No más extraños.
Quizás lo mejor de El túnel de los huesos sea la manera en que consigue tomar un hecho de la realidad (la fuga de la cárcel de Devoto en 1991, llevada a cabo por siete internos quienes, a través de un túnel, encontraron un depósito de huesos pertenecientes a presos de la dictadura) y convertirlo en algo cercano, tangible y posible de ser visto desde varias perspectivas diferentes. Por eso es que, en las primeras escenas, vemos a un Raúl Taibo tumbero, de colita y algo hostil que intenta sin éxito hacer que su entrevistador (un periodista pelado y algo caprichoso interpretado por Jorge Sesán) deje de hacerle preguntas para entonces sí abandonar las palabras y el presente y volver, mediante un flashback, al momento de la fuga, allí donde las imágenes y los sonidos (pero por sobre todas las cosas los de una escena en particular) tienen más que una historia interesante por contar.
La fuga se vive en sus diferentes procesos a lo largo de toda la película, pero es el instante en el cual esta se concreta (el escape final de los presos en el barrio residencial de Devoto) que engloba dentro el espíritu de la película y que además resulta tan simple como impactante: la luz de madrugada y el silencio en las calles compensan con misterio la tranquilidad de un viejito con el mate en la mano que, de repente, observa atónito al grupo de hombres saliendo de un agujero en la tierra entre suciedad y nerviosismo y escapa corriendo por las calles. Comparado con otras como la de Crónica de una fuga de Adrián Caetano o la parte en que se relata la huída en el gran documental de Mariana Arruti Trelew, la de El túnel de los huesos es igual de fascinante de ver, solo que Garassino nos permite mirarla y oírla dos veces y a través de dos perspectivas diferentes: la primera, en el principio del film y mediante el punto de vista del viejito, en el que somos tan extraños como él y reaccionamos, ante la escena, con el mismo desconcierto. Luego, y después de vivir todo el proceso junto a los personajes a través del túnel, una “segunda” fuga: desde adentro, empujando casi a la par de ellos ese último pedacito de asfalto para poder salir, y que se vive extraña (y por momentos) culposamente como un alivio de que los presos no hayan sido atrapados.
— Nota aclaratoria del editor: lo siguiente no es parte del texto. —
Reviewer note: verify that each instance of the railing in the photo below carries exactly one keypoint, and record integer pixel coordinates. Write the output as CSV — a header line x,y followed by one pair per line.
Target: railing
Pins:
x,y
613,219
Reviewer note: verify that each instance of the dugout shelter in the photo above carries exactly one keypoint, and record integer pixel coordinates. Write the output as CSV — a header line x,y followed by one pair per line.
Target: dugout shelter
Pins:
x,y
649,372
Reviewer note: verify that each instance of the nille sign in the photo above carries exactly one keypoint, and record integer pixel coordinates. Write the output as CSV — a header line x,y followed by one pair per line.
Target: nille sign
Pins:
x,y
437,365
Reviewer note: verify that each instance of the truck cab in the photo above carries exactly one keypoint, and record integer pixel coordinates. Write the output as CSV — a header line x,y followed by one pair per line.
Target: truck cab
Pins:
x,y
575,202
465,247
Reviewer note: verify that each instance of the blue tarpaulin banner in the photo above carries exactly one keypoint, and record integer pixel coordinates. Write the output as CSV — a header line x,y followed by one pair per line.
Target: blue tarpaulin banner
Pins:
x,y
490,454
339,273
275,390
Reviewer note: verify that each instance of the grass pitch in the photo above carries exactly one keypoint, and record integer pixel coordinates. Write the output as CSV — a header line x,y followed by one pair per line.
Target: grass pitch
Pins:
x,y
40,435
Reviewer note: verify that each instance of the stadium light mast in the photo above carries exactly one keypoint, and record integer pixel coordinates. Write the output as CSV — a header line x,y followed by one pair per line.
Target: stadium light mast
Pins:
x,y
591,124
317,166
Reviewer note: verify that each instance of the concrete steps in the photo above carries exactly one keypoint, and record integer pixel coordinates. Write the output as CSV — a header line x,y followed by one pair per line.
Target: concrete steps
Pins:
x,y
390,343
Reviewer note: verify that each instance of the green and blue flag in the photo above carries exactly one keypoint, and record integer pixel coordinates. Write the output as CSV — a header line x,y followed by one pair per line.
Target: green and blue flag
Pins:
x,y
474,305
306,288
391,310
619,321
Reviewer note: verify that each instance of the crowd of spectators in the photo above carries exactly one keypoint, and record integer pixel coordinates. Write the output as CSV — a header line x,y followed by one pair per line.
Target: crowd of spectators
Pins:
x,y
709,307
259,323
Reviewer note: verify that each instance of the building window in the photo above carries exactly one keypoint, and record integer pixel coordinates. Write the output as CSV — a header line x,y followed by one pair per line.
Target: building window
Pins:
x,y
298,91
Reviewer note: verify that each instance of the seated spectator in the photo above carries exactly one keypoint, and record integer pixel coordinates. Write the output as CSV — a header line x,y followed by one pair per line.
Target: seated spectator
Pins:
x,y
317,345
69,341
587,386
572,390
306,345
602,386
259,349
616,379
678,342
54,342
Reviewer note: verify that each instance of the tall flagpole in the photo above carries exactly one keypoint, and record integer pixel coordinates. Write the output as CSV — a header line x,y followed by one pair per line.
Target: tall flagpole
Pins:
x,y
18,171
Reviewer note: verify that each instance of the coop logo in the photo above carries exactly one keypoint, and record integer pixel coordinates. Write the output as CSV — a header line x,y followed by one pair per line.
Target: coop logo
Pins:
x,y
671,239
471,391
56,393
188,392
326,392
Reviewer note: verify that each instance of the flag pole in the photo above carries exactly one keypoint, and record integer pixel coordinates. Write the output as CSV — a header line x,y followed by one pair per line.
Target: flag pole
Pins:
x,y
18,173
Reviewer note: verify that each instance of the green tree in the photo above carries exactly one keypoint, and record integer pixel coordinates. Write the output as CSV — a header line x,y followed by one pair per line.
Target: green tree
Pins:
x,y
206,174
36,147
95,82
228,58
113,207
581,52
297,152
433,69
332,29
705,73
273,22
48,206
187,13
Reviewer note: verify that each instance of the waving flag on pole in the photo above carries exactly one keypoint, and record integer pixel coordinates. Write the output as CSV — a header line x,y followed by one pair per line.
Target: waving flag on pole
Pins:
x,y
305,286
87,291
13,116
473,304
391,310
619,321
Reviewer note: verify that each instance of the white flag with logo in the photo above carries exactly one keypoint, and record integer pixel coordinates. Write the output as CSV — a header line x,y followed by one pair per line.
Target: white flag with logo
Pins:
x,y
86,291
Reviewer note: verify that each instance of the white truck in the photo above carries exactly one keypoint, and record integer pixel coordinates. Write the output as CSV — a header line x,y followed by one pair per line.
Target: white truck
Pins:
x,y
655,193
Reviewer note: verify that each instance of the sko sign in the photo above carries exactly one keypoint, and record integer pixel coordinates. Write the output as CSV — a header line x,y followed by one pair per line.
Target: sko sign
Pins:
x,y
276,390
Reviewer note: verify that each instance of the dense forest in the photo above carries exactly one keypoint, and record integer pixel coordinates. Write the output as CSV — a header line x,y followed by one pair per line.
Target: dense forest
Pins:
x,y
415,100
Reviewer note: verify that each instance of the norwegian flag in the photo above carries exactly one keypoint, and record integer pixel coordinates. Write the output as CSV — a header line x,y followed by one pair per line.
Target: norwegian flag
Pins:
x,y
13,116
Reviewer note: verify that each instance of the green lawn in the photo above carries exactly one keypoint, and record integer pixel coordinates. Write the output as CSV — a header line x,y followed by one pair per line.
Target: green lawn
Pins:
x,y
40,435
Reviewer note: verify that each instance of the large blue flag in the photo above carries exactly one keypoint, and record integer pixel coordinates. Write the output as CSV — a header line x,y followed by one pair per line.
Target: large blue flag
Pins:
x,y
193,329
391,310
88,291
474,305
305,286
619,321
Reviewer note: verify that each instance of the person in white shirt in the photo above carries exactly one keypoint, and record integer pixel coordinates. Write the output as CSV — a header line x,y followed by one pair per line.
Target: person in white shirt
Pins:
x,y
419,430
Lo que podría resultar un logro ajeno y condenable en ese primer escape se vuelve un triunfo colectivo, una causa común que se hace carne en estos siete hombres que parecen, ahora sí, correr diferente. La aparición de los huesos de los muertos en aquel motín (el llamado “Motín de los colchones” en 1978) y, sobre todo, la sucesión de escenas en las que vemos una especie de rito espiritual y el temor y la angustia apoderados de los personajes; todo eso constituye, quizás, ese punto de quiebre. El segundo relato que presenciamos al final cobra entonces otra importancia y significado: ya no es tanto un grupo de presos que, sin voluntad para cumplir su condena y aprovechándose de las fallas del sistema carcelario, intenta escapar, sino un conjunto de individuos que, ante semejante descubrimiento, se carga al hombro la voluntad de denuncia colectiva. La libertad de un grupo de victimarios se transforma, a través de un túnel, en lo inverso: la búsqueda de justicia por las víctimas (aún hoy presas) del pasado.
Con todo, y a pesar de haber revelado el éxito del escape en las primeras escenas, la película consigue crear el suspenso y el interés suficiente como para generar la tensión en cada noche de excavación, en cada mirada desconfiada del guardia o advertencia del doctor, y logra mediante los enlaces entre tomas, el humor, el sonido, los personajes y la profundidad de campo guiar nuestro punto de vista y mostrarnos eso que está contenido en los relatos y que puede resignificar enteramente el contenido de una imagen, que se completa solo volviendo a ver a esos hombres correr, sintiendo el sonido de sus pies descalzos que cuentan, esta vez, una historia diferente.